Republicans on a House committee are poised to begin their effort to roll back parts of the Dodd-Frank financial reform law. The target? A provision requiring private equity advisers to register with the Securities and Exchange Commission.

Republicans on a House committee are poised to begin their effort to roll back parts of the Dodd-Frank financial reform law by targeting a provision requiring private equity advisers to register with the Securities and Exchange Commission.

The House Financial Services Subcommittee on Capital Markets and Government Sponsored Enterprises appeared to be ready to approve the bill — one of seven it is considering on today.

Votes on the bills — several others of which would undo parts of Dodd Frank — were postponed until late this afternoon. If the subcommittee approves the bills, they would be taken up by the full committee later.

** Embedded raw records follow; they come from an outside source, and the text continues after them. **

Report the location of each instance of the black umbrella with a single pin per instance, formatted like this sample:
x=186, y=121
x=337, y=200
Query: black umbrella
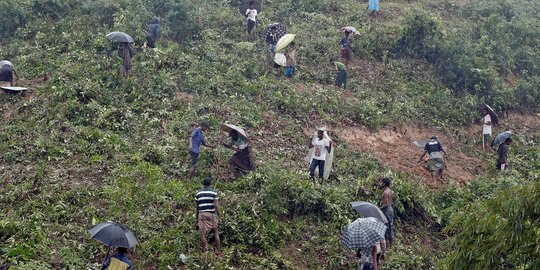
x=113, y=234
x=245, y=6
x=281, y=30
x=120, y=37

Although Democrats on the panel criticized the legislative package as an attempt by Republicans to roll back Dodd-Frank even before it has been implemented, the private equity registration bill drew bipartisan support.

In the Dodd-Frank law, advisers to private equity and hedge funds have to register with the SEC. Supporters of the provision said that SEC oversight of private funds would give the agency better insight into systemic risks in the financial markets.

The author of the bill that would repeal the provision, Rep. Robert Hurt, R-Va., said he was trying to help spur job creation by increasing the flow of capital to small businesses, which he said would be crimped if private equity advisers had to endure the regulatory burden and increased costs related to SEC registration.

Private funds would have to churn out “copious amounts of paperwork for the SEC” and would have to value the firms in their investment portfolios on a monthly basis — a difficult task when assessing nonpublic companies, he said.

Mr. Hurt argued that private equity funds do not represent a systemic risk because they do not rely on debt and are not subject to margin calls. Rather, they invest in businesses sucn as manufacturing enterprises.

“Private equity did not cause the financial crisis,” Mr. Hurt said.

Rep. Jim Himes, D-Conn., said that private equity funds act a lot like venture capital funds, which are exempt from SEC registration under Dodd-Frank.

“Private equity entities do not employ leverage any more than venture capitalists do,” he said.

Mr. Himes praised private equity funds for staying in falling markets when others are fleeing.

“They are countercyclical investors,” he said.

Despite Mr. Himes’ support, the ranking Democrat on the subcommittee opposes Mr. Hurt’s bill. Rep. Maxine Waters, D-Calif., said that putting private equity under the SEC’s aegis would better protect public pensions in part because it would subject private equity advisers to a fiduciary duty.

“This bill could put [pension] funds at risk,” Ms. Waters said.

Mr. Hurt, however, said that the standard of care is already high for private funds.

“Advisers to private-equity funds owe a fiduciary duty regardless of whether they are registered with the SEC,” Mr. Hurt said.